On dira peut-être : C’est normal ! Que pouvaient-ils faire d’autre ?
Sans doute ! Mais pour ma part je remarque que c’est sur ce Chemin que cela se passe. Et que c’est toujours ce Chemin qui ouvre notre cœur. C’est pourquoi j’aime le comparer à notre vie.
Dans notre monde il y a beaucoup de gens qui vivent dans la détresse. Comme cette femme qui était en pleurs ; mais elle était restée sur le Chemin.

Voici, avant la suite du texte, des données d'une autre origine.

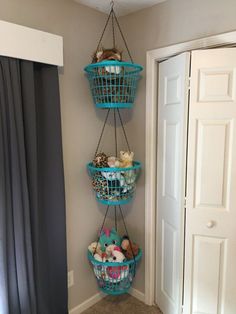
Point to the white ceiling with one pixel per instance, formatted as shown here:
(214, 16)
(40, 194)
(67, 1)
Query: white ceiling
(121, 7)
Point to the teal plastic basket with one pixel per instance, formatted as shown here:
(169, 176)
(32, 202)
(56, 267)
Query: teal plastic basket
(114, 278)
(114, 186)
(113, 84)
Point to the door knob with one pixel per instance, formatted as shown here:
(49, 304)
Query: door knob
(210, 224)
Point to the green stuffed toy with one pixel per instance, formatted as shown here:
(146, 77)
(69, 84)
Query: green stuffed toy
(108, 237)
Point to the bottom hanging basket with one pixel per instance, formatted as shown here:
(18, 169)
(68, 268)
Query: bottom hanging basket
(114, 278)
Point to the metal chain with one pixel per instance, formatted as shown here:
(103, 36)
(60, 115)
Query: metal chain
(116, 142)
(123, 37)
(126, 230)
(103, 32)
(113, 29)
(99, 235)
(103, 128)
(115, 219)
(123, 128)
(113, 16)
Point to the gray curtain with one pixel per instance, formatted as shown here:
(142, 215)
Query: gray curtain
(33, 266)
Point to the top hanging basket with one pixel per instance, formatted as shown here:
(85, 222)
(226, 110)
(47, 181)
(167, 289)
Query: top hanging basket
(113, 84)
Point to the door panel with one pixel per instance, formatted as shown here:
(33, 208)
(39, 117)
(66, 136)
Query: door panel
(172, 132)
(210, 272)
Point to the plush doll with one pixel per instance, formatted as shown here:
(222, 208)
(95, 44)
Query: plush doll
(117, 272)
(95, 246)
(117, 255)
(126, 159)
(113, 162)
(108, 237)
(110, 249)
(127, 250)
(107, 54)
(100, 160)
(98, 257)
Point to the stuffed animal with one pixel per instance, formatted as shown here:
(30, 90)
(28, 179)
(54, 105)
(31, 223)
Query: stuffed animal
(95, 246)
(117, 272)
(97, 257)
(113, 162)
(117, 255)
(110, 249)
(126, 159)
(127, 250)
(108, 237)
(100, 160)
(107, 54)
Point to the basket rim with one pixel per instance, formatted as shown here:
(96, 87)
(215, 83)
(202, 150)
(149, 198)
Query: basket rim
(111, 62)
(137, 165)
(111, 264)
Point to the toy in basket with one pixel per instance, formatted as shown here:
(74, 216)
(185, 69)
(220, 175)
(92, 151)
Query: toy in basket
(114, 271)
(113, 84)
(114, 179)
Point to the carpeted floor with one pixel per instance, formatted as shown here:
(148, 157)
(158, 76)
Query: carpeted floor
(124, 304)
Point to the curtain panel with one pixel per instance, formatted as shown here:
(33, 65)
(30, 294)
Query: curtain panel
(33, 265)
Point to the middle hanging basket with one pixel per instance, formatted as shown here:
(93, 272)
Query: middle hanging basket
(114, 186)
(113, 84)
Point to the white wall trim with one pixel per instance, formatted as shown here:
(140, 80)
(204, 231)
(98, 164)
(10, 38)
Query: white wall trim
(153, 56)
(137, 294)
(22, 42)
(87, 304)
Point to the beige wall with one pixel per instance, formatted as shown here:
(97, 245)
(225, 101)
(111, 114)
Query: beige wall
(167, 23)
(80, 28)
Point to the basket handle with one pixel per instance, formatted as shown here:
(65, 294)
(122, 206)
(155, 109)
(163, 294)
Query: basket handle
(114, 19)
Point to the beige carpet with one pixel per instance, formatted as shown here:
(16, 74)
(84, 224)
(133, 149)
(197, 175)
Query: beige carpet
(121, 304)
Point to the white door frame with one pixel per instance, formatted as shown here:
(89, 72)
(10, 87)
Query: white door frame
(153, 57)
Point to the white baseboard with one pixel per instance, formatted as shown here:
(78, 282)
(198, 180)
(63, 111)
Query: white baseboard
(137, 294)
(87, 304)
(99, 296)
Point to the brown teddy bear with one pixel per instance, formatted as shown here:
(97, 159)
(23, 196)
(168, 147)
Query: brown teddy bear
(127, 250)
(126, 159)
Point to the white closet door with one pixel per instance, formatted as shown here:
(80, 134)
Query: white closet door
(172, 132)
(210, 275)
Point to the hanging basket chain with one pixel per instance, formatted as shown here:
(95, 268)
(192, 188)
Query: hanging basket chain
(115, 219)
(103, 128)
(123, 37)
(114, 19)
(113, 29)
(99, 235)
(126, 230)
(115, 130)
(103, 32)
(123, 128)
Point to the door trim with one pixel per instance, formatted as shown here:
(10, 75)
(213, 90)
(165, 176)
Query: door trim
(152, 59)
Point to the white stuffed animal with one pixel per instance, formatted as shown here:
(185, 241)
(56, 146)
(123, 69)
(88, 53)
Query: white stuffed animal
(95, 246)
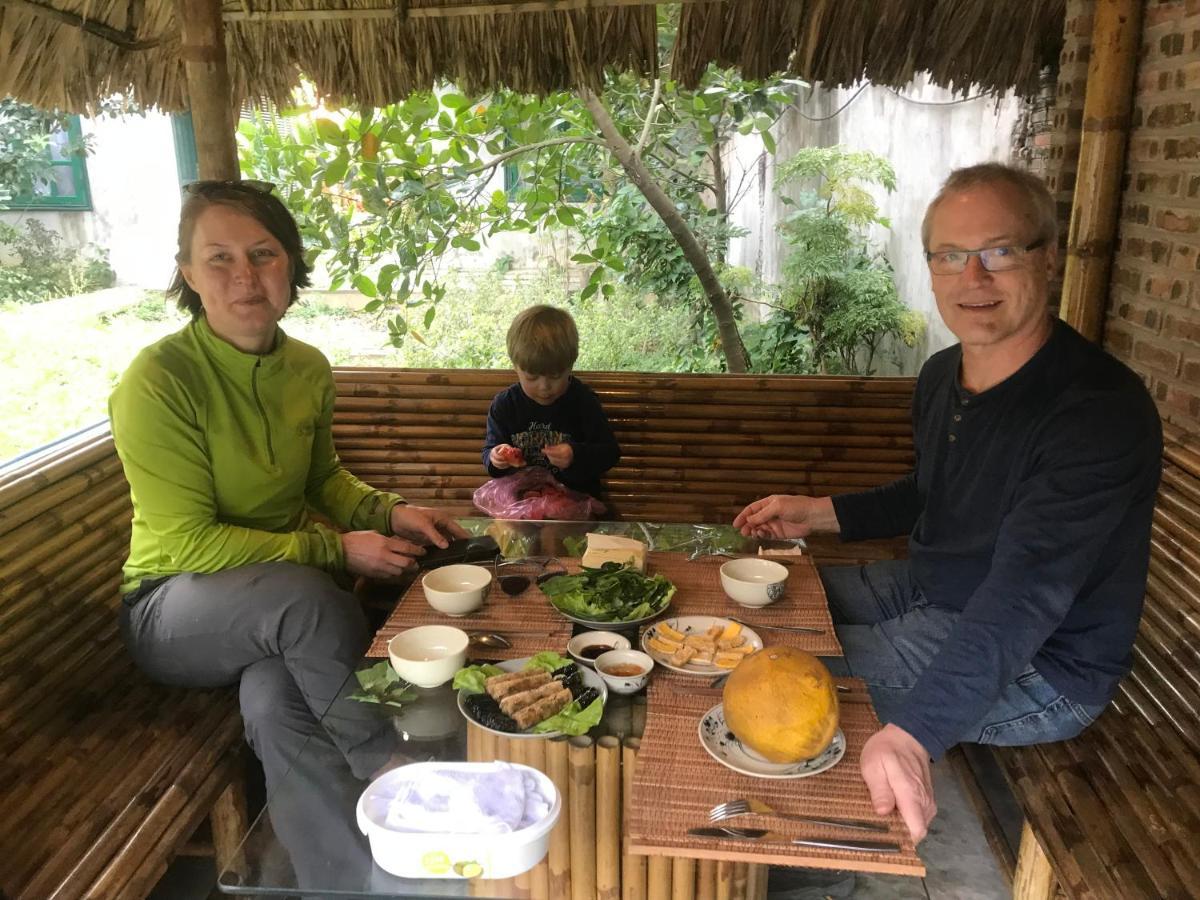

Dans la vie nous sommes tous des pèlerins. Lorsqu’on n’a plus la force de marcher, il faut éviter de s’égarer et tenter de rester sur le Chemin. Comment ? Peut-être, pour certains, en allant jusqu’à St Jacques... !
On pourrait donner encore beaucoup d’exemples pour montrer combien le " Camino " ouvre le cœur des gens et combien les pèlerins sont gâtés.
C’est encore mon ami Gilbert qui m’a raconté l’anecdote suivante : Alors qu’il passait le long d’un champ de cultures de fraises et voyant qu’une femme était en train d’en récolter, il lui demanda s’il pouvait en goûter. La femme lui répondit : " Mais bien sûr, c’est la fin de la récolte, vous pouvez prendre tout ce que vous voulez ! " Et lui proposant de goûter les différentes variétés, il en fut littéralement gavé !
Autre exemple : Les pèlerins trouvent, tout au long du Chemin, des fontaines dont certaines spécialement aménagées, pour remplir leur gourde, mais surtout il y a un endroit bien connu, non loin de Burgos où les pèlerins trouveront, pour s’abreuver, deux robinets : l’un qui fournit de l’eau et l’autre d’où coule un très bon vin de la Rioja à volonté et gratuitement !!
Ce sont là quelques exemples. On pourrait en remplir des pages.
Enfin je voudrais dire quelques mots des " hospitaliers ". Ce sont les personnes qui sont chargées de l’accueil des pèlerins dans les refuges en France et en Espagne. Dans la plupart des cas j’ai été émerveillé par leur disponibilité, leur compétence et leur délicatesse.

Leur compétence par ce qu’avant de se mettre au service des pèlerins ils ont eux-mêmes fait le " Camino " en entier et qu’ils en ont donc une bonne expérience.
Leur disponibilité car ce sont des bénévoles qui ne comptent pas leur temps et qui peuvent avoir à s’occuper de pèlerins en difficulté.
Enfin leur délicatesse s’exprime dans la façon dont ils savent accueillir les pèlerins fatigués, portant leur sac lorsqu’il y a un étage à monter, se proposant parfois de soigner leurs ampoules...
Lorsqu’on a été accueilli de cette façon, c’est une leçon qu’on a envie de répéter soi-même. Etant un pèlerin qui faisait des distances parfois plus longues que la moyenne, j’eus droit à deux reprises, à un traitement particulier.
Voici comment les choses se passèrent : A mon arrivée au refuge de O Cebreiro, l’hospitalière m’annonça d’abord : " Todo està completo " Traduction : " Plus de place ".
Dans ce cas-là, on peut toujours dormir par-terre mais, ayant manifesté à l’hospitalière que cela ne m’enchantait guère, elle poursuivit néanmoins l’interrogatoire habituel pour l’enregistrement.

  • Quel âge avez-vous ?
    -56 ans
  • D’où venez vous ?
  • De Ponferrada.
  • Non ! Je vous demande d’où vous venez, aujourd’hui.
  • Eh bien ! Je vous ai dit, je viens de Ponferrada !
  • De Ponferrada... !!!
  • Oui, je sais c’est assez loin.
    ...Après une seconde de réflexion...
  • Dans ce cas, suivez-moi, j’ai de la place à l’infirmerie.
    J’eus droit à ce régime à deux reprises, ce qui me valut de dormir bien plus confortablement.